Penemuan Jenazah Lula Lahfah di Apartemen Essence
Pada Jumat malam (23/1), jenazah seorang selebgram yang dikenal sebagai Lula Lahfah ditemukan dalam kondisi tidak bernyawa di apartemen yang berada di wilayah Jakarta Selatan. Menurut informasi awal, jenazah perempuan berusia 26 tahun ini ditemukan dalam posisi terlentang dengan bibir kebiruan. Polisi telah memastikan bahwa tidak ada tanda-tanda kekerasan pada tubuh korban.
Proses Penemuan dan Pemeriksaan Awal
Menurut keterangan dari Kepala Seksi Humas Polres Metro Jakarta Selatan (Jaksel), Kompol Murodih, pihaknya menerima laporan pertama dari petugas keamanan apartemen. Kejadian tersebut terjadi sekitar pukul 18.00 WIB, dan laporan resmi diterima oleh Bhabinkamtibmas Kelurahan Cipete Utara pada pukul 18.44 WIB.
Dari hasil pemeriksaan awal, jenazah Lula ditemukan dalam posisi terlentang di atas kasur dengan selimut warna putih.
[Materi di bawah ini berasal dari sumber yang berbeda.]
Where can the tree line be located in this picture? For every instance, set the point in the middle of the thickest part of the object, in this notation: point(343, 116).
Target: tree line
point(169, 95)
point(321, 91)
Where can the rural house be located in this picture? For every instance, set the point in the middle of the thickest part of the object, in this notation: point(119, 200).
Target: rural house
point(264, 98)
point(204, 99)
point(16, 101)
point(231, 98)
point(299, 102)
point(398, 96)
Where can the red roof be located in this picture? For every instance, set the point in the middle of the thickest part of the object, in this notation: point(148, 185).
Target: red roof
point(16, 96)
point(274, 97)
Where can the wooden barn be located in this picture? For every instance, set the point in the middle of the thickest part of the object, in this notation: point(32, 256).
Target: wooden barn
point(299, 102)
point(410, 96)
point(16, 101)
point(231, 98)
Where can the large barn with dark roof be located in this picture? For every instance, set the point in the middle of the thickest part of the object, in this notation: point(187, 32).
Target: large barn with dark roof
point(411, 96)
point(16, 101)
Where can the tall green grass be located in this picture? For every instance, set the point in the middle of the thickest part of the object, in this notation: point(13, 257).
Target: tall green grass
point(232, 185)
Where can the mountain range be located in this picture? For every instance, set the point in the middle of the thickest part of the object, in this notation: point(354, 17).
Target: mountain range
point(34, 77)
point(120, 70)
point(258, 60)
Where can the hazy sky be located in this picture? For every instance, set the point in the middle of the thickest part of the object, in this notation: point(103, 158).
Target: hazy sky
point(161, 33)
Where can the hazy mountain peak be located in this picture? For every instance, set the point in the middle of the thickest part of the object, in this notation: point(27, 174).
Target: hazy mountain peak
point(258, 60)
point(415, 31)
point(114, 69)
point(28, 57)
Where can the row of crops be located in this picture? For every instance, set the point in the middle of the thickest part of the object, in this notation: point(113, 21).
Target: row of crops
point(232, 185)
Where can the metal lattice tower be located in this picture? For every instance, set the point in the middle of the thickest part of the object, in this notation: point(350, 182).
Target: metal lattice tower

Ia mengenakan kaos berwarna putih dan celana pendek hitam. Tidak ditemukan tanda-tanda penganiayaan, tetapi polisi menemukan obat-obatan dan surat rawat jalan dari RSPI di lokasi kejadian.
Penanganan oleh Petugas Kepolisian
Setelah penemuan jenazah, pihak kepolisian langsung membawa korban ke Rumah Sakit Fatmawati untuk proses visum lebih lanjut. Tim Reskrim Polres Metro Jaksel juga melakukan olah tempat kejadian perkara (TKP) untuk mendalami penyebab kematian korban.
Kombes Budi Hermanto, Kabid Humas Polda Metro Jaya, menyampaikan bahwa penyebab kematian Lula belum bisa diketahui secara pasti. Menurutnya, autopsi diperlukan untuk memastikan penyebab kematian tersebut.
Kronologi Penemuan
Penemuan jenazah Lula Lahfah bermula dari kecurigaan asisten rumah tangga (ART) korban, Asiah. Ia merasa khawatir karena pintu kamar korban terkunci rapat sejak sore hari. Asiah mengetahui bahwa Lula sedang dalam kondisi kurang sehat setelah berobat beberapa waktu sebelumnya.
Sekitar pukul 18.00 WIB, Asiah bersama empat orang dari manajemen apartemen akhirnya membuka paksa pintu kamar. Saat itu, mereka menemukan Lula dalam kondisi tidak bernyawa. Tubuhnya terbalut selimut, mengenakan kaos putih dan celana pendek hitam. Tidak ada tanda-tanda detak jantung atau denyut nadi.
Cindy Azzahra Putri, asisten pribadi korban, kemudian datang ke lokasi setelah mengetahui kejadian tersebut. Ia juga melihat kondisi Lula yang sudah tidak bernyawa. Dokter pribadi korban, dr. Rizki Nirwandhi Putra, hadir di lokasi pada pukul 19.23 WIB untuk melakukan pengecekan awal sebelum jenazah dievakuasi.
Proses Identifikasi dan Evakuasi
Proses identifikasi jenazah selesai dilakukan pada pukul 20.20 WIB oleh tim Identifikasi pimpinan Ipda Soleh. Setelah itu, tepat pada pukul 21.20 WIB, jenazah Lula Lahfah dibawa ke RS Fatmawati menggunakan mobil ambulans untuk keperluan visum lebih lanjut.
Polisi menyatakan bahwa tidak ditemukan tanda-tanda kekerasan pada tubuh korban. Namun, di dalam kamar ditemukan sejumlah barang bukti medis seperti obat-obatan dan surat rawat jalan dari RSPI.
Langkah Selanjutnya
Saat ini, penyidik masih melakukan investigasi lebih lanjut untuk memastikan penyebab kematian Lula Lahfah. Hasil autopsi akan menjadi salah satu faktor penting dalam menentukan penyebab kematian tersebut. Pihak keluarga juga terlibat dalam proses penyelidikan ini.
Dengan adanya temuan ini, masyarakat khususnya penggemar Lula Lahfah merasa prihatin dan berduka atas kehilangan yang dialami. Semoga proses hukum dapat memberikan kejelasan dan keadilan bagi keluarga korban.